My Blue Kitchen
Monday, January 08, 2007
  Pollo alla Cacciatore

Chicken Cacciatore (Pollo alla Cacciatore)
adapted from "Lidia's Italian-American Kitchen"

1 chicken cut up about 4 1/2 pounds (preferably free-range)
Freshly ground black pepper
All-purpose flour
1/4 cup vegetable oil
1/4 cup olive oil
1 large yellow onion cut into strips
1/2 cup red wine
One 28-ounce can Italian plum tomatoes with liquid, crushed
1 teaspoon dried oregano (preferably the Sicilian or Greek type) dried on the branch, crumbled
2 cups sliced white or shiitake mushrooms, about 8 ounces
1 red and 2 yellow bell pepper, cored, seeded, and cut into strips

Season the chicken pieces generously with salt and pepper. Dredge the pieces in flour, coating them lightly and tapping off excess flour. In a wide (at least 12-inch) 5-quart braising pan, heat the vegetable oil with 2 tablespoons of the olive oil until a piece of chicken dipped in the oil gives off a very lively sizzle. Add as many pieces of chicken to the pan as will fit without touching. Do not crowd chicken; if the skillet is not wide enough to fit all of the chicken, brown it in batches. Remove chicken pieces from the skillet as they brown, adding some of the remaining pieces of chicken to take their place. Remove all chicken from the skillet. Add the onion to the fat remaining in the pan, and cook, stirring 5 minutes.

Pour the wine into the pan, bring to a boil, and cook until reduced by half, about 3 minutes. Add the tomatoes and oregano, season lightly with salt and pepper, and bring to a boil. Tuck the chicken into the sauce, adjust the heat to a gentle boil, and cover the pan. Cook, stirring a few times, 20 minutes.

In a large skillet, heat the remaining 2 tablespoons olive oil over medium-high heat. Add the mushrooms and peppers, and toss until the peppers are wilted but still quite crunchy, about 8 minutes. Season the vegetables with salt.
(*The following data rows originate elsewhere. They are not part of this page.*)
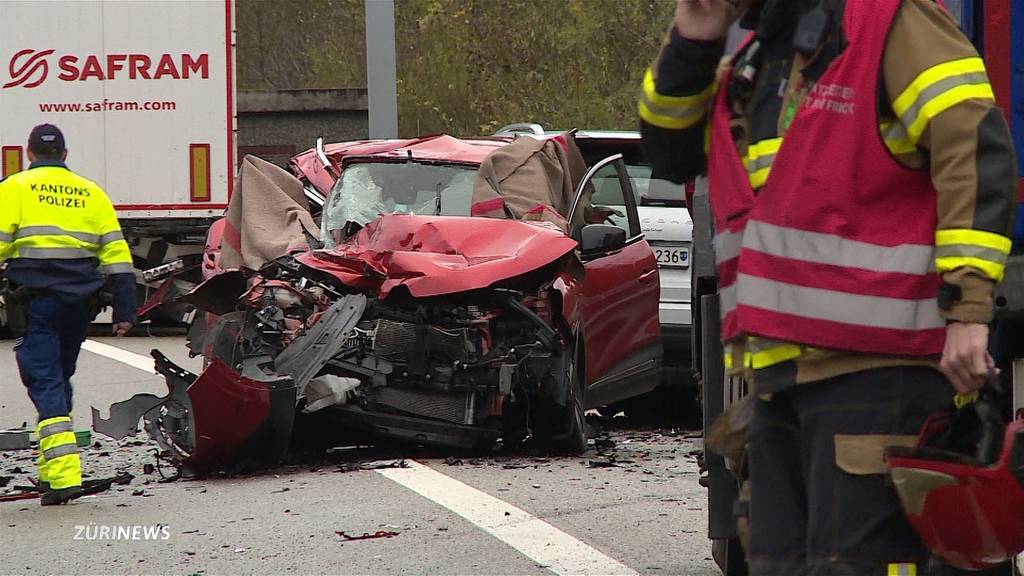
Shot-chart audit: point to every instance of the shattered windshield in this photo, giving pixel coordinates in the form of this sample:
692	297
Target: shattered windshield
369	190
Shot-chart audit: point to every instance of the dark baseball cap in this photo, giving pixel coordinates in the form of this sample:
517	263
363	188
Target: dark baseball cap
46	138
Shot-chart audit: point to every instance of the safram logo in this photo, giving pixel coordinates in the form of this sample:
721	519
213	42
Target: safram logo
28	68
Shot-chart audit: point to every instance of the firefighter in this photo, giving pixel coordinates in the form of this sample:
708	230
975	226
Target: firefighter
61	241
861	182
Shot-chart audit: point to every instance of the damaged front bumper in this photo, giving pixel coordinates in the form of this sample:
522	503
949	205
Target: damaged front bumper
457	371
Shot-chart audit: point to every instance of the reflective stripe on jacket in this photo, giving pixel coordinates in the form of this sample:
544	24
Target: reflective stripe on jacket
48	212
59	464
824	240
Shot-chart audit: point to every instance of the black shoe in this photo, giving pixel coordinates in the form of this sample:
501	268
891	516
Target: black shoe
59	496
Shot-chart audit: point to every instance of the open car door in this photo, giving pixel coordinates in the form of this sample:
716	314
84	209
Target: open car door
620	292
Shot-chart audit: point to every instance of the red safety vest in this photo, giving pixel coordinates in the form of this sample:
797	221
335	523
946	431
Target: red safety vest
837	248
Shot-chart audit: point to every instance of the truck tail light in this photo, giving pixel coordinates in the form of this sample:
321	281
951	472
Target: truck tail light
199	172
11	160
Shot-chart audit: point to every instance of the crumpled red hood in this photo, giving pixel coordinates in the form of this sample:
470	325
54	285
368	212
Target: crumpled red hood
434	255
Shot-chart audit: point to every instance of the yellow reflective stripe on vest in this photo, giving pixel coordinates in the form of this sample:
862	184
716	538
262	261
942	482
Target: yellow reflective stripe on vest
833	249
939	88
117	268
762	353
62	215
55	253
902	569
833	305
58	461
727	299
895	137
56	438
964	247
674	113
727	245
765	353
729	353
54	427
43	231
760	156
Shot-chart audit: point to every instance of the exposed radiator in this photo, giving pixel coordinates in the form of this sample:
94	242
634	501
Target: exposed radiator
456	408
401	340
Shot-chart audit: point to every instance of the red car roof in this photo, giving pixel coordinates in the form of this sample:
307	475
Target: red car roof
433	148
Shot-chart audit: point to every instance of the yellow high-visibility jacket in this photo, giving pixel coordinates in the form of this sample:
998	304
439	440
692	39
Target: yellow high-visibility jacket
59	233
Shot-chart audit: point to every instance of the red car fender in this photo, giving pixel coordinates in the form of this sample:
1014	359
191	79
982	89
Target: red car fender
571	313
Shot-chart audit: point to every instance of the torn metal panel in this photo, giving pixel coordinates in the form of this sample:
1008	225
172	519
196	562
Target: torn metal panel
311	351
217	420
125	415
219	294
241	420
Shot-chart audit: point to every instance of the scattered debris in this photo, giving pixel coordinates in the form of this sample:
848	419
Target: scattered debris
378	465
367	535
18	496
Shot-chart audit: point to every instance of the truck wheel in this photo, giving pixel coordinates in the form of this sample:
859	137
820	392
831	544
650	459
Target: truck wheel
728	554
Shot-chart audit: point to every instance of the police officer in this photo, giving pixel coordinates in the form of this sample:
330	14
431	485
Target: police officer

Stir the peppers and mushrooms into the chicken pan. Cook covered until the chicken and vegetables are tender, 10 to 15 minutes. Check the level of the liquid as the chicken cooks. There should be enough liquid barely to cover the chicken. If necessary, add small amounts of water to maintain the level of liquid as the chicken cooks. Makes 6 servings.
wow your setup is so romantic! I've heard a lot of great things about Lidia's Italian American Kitchen -- this just makes me want to buy a copy of it even more. :)
how romantic! that looks lovely and the recipe seems pretty simple.
But how did it come out? Any comments on the recipe?
yes, Pete has a good point. I forgot to review the recipe.
It was excellent!! A bit labor intensive for a weeknight meal with browning the chicken and all but well worth the effort. Plus once that part is over and the chopping there isn't much to do 'cept let is simmer. The end result was incredible moist and flavorful chicken.

The original recipe called for white wine but I used red because that is what we drink and it was really good.

It was also suggested to serve this over polenta and I think that would have been better as the pasta really doesn't soak up the sauce. I forgot to buy it.

All in all this was a winner and a definate make again. It made a ton so we will be eating this again tonight!
for those of us on weight watchers, can you please post the "Points Values" for future recipes? thanks, yumyummum : )
But of course, LoLo.
If you wanted to make this less "pointy" (or core) or healthy....I would take the skin off and bake it in the oven instead of browning. I remember my Mom making this dish that way sometimes. I would still brown the onions in a skillet then reduce the wine etc just adding it to the pan in the oven. It would save the big step of browning and make it a more realistic everyday meal. But then it does take away a lot of flavor. Cutting back on the 1/2 cup of oil would of coarse be a fine idea to cut calories. I actually found that I didn't need that much.